Bioengineering approaches for patient-specific analysis of placenta structure and function.

The leading cause of perinatal mortality is fetal growth restriction (FGR), defined as in utero fetal growth below the 10th percentile. Insufficient exchange of oxygen and nutrients at the maternal-fetal interface is associated with FGR. This transport occurs through the vasculature of the placenta, particularly in the terminal villi, where the vascular membranes have a large surface area and are the thinnest. Altered structure of the placenta villi is thought to contribute to decreased oxygen exchange efficiency, however, understanding how the three-dimensional microstructure and properties decrease this efficiency remains a challenge.
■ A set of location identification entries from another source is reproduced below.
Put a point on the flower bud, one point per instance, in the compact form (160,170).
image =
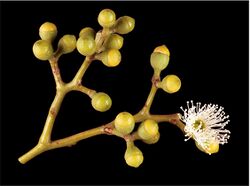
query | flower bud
(148,129)
(101,102)
(110,58)
(153,140)
(67,44)
(43,49)
(86,46)
(87,32)
(159,60)
(133,155)
(48,31)
(171,84)
(106,18)
(124,123)
(115,41)
(162,49)
(124,25)
(212,147)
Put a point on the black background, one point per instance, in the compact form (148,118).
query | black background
(208,42)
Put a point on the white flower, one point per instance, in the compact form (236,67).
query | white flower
(205,124)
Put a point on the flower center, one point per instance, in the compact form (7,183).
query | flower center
(199,124)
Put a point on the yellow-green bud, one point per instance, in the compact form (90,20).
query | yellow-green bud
(48,31)
(162,49)
(159,61)
(124,123)
(148,129)
(110,58)
(153,140)
(124,25)
(106,18)
(133,156)
(171,84)
(87,32)
(86,46)
(67,44)
(115,41)
(213,147)
(101,102)
(43,49)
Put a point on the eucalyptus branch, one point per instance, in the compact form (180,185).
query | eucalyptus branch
(104,46)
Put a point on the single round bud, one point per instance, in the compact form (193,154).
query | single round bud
(153,140)
(101,102)
(124,25)
(86,46)
(110,58)
(124,123)
(171,84)
(48,31)
(148,129)
(162,49)
(133,156)
(106,18)
(159,60)
(213,147)
(43,49)
(115,41)
(87,32)
(67,43)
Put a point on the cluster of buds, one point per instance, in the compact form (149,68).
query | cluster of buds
(205,124)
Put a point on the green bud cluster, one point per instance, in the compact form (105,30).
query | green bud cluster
(43,49)
(105,46)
Here, a novel, multiscale workflow is presented to quantify patient-specific biophysical properties, 3D structural features, and blood flow of the villous tissue. Namely, nanoindentation, optical coherence tomography, and ultrasound imaging were employed to measure the time-dependent material properties of placenta tissue, the 3D structure of villous tissue, and blood flow through the villi to characterize the microvasculature of the placenta at increasing length scales. Quantifying the biophysical properties, the 3D architecture, and blood flow in the villous tissue can be used to infer changes in maternal-fetal oxygen transport at the villous membrane. Overall, this multiscale understanding will advance knowledge of how microvascular changes in the placenta ultimately lead to FGR, opening opportunities for diagnosis and intervention.